MANILA (UPDATE) - Children as young as 9 are having kids of their own, according to Sen. Risa Hontiveros, who sponsored a bill that sought to end child marriages in the country.
In her privilege speech on Wednesday, the lawmaker raised concerns on 3 child brides pictured in a far-flung village in Palawan that is making rounds on social media.
"If you think the baby boys in the care of the 2 girls are their siblings, I am sad to say that you are mistaken. They are their children. CHILDREN. HAVING. CHILDREN," she said.
The child brides, aged 13, 12 and 9, come from the Palaw’on community.
"Nakakalungkot. Just by looking at them, one immediately realizes that #childmarriage has to stop," Hontiveros added.
Senate Bill 1373 or the "Girls Not Brides Act" seeks to prohibit and declare child marriage as illegal and any person who facilitates and solemnizes the union must be penalized.
Hontiveros said the Philippines ratified the UN Convention on the Rights of the Child that sets the minimum age of marriage at 18.
The country is also a signatory to the Convention on the Elimination of All Forms of Discrimination against Women or CEDAW, which obligates states to ensure full, free and informed consent of both parties to the marriage, she added.

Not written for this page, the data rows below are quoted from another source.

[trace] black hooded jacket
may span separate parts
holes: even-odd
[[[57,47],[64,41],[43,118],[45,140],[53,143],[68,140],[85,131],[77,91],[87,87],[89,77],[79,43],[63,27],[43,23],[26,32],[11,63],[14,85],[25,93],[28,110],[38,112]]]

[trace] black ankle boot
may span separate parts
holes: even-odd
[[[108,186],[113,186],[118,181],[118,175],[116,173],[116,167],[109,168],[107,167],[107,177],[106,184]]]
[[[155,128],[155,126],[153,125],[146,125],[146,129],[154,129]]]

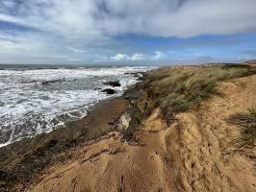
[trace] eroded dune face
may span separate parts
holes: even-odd
[[[156,109],[137,145],[112,132],[77,150],[77,160],[48,170],[30,191],[255,191],[255,160],[234,150],[237,129],[225,118],[255,105],[256,75],[219,87],[221,96],[171,126]]]

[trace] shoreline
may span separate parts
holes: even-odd
[[[22,190],[47,168],[71,159],[69,151],[115,130],[127,108],[128,101],[123,96],[103,100],[82,119],[0,148],[0,191],[16,184]]]

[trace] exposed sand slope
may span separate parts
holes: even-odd
[[[31,191],[256,191],[252,156],[234,152],[236,128],[225,118],[256,105],[256,75],[220,84],[223,96],[166,127],[154,111],[137,132],[141,145],[110,133],[54,167]]]

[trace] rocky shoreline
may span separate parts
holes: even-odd
[[[127,108],[123,97],[102,101],[83,119],[0,148],[0,191],[23,191],[45,169],[72,159],[72,150],[116,130]]]

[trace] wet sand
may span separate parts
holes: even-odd
[[[22,190],[46,168],[72,159],[72,150],[115,130],[127,108],[123,97],[102,101],[64,128],[0,148],[0,191]]]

Citing medical evidence, the senator said infant mortality among child brides is higher compared to mothers older than 19.
Child brides are also vulnerable to sexually transmitted infections, domestic violence, abuse and exploitation, she added.
The Commission on Human Rights (CHR) expressed support to the measure to eradicate child marriage in the country.
"Early marriage halts their ability to realize a wide range of human rights as it denies them of their childhood, disrupts their education, increases the risk of violence, jeopardizes their health and safety, and limits full participation in public life," CHR spokesperson Jacqueline Ann de Guia said in a statement.
Citing a 2017 data from the United Nations Children's Fund (UNICEF), 15 percent of Filipino girls are married before their 18th birthday and 2 percent are married before the age of 15, she added.
For the CHR, ending child marriage, which could be traced to poverty, religious laws or cultural norms, requires a long-term, sustainable action across many different sectors.
"Every individual, girl and boy, should not be robbed of their freedom to make meaningful decisions about their marriage, sexual health, safety and well-being, especially at an age when they are not yet physically, emotionally, psychologically and financially ready," De Guia said.